Retirement Has Triggered Bad Memories
When I was a teenager there wasn't much to do in my small town, no fast food or places to work. I woke up in the morning and felt bored and unhappy. My home was not a happy one.
When I graduated from college, I wasn't ready to teach as I had been trained, and didn't know what I wanted to do. I spent 6 months on my parent's couch, lying around reading and watching TV. It was a horrible nightmarish time. I still have nightmares that I can't get out of there.
I finally got on the Greyhound and moved to Chicago where I found a job in an office. Two more times as an adult, I lost my job and moved in with my parents for 3 to 6 months at a time. The last time was when I was 34.
Now in retirement, 4.5 years in, I still feel that emptiness and boredom at times and fear going back to that horrible time. Of course it couldn't happen, I live in a happy home now with my husband, and we have money to live on, and secure financial arrangements for the future. Plus, my parents are both dead.

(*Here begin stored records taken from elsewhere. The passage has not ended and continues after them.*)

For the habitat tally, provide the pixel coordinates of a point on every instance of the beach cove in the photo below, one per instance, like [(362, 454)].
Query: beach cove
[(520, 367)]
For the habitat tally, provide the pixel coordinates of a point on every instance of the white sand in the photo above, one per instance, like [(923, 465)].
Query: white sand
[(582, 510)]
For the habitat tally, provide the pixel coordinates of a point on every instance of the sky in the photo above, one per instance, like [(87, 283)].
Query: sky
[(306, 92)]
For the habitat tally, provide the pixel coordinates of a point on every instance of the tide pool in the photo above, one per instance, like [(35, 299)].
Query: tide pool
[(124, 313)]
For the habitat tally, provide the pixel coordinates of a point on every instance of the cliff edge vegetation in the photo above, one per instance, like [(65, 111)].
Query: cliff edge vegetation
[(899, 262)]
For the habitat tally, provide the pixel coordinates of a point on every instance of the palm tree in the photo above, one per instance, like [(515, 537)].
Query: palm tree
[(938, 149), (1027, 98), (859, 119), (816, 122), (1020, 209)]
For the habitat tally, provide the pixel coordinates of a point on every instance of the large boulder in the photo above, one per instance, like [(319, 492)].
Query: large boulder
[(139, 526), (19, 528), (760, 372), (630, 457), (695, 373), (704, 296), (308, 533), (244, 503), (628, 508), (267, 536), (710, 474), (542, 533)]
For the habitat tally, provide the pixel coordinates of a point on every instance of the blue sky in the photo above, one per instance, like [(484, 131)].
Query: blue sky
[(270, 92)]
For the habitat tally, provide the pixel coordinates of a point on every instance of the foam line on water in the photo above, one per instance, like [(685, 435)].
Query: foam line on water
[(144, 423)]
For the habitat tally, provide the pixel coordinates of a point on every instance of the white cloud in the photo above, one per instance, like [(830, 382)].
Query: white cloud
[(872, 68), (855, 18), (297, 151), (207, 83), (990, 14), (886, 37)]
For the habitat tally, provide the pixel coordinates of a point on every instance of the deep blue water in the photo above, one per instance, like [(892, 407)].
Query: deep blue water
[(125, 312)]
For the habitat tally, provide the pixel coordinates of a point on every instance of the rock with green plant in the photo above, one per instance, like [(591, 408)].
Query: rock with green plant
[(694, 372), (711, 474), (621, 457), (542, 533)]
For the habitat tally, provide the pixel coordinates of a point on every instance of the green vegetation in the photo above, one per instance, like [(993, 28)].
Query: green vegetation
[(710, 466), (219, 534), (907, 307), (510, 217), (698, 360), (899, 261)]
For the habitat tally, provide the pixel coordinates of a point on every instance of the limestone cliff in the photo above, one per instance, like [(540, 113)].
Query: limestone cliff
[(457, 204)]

I think it is depression; for which I am receiving treatment. But like any other chronic problem, it rears its ugly head from time to time.
I tell myself, today I am having a bad day, but this too shall pass. It has in the past, always. I have a good doctor for which I am thankful.
I am not interested in finding a part-time job for a lot of reasons, and I don't want to volunteer. I have found some quilting groups on social networking which has been a big plus. And I spend a lot of time sewing, and giving quilts to people. I guess that is my volunteer job. When I get caught up, I plan on making quilts for charity.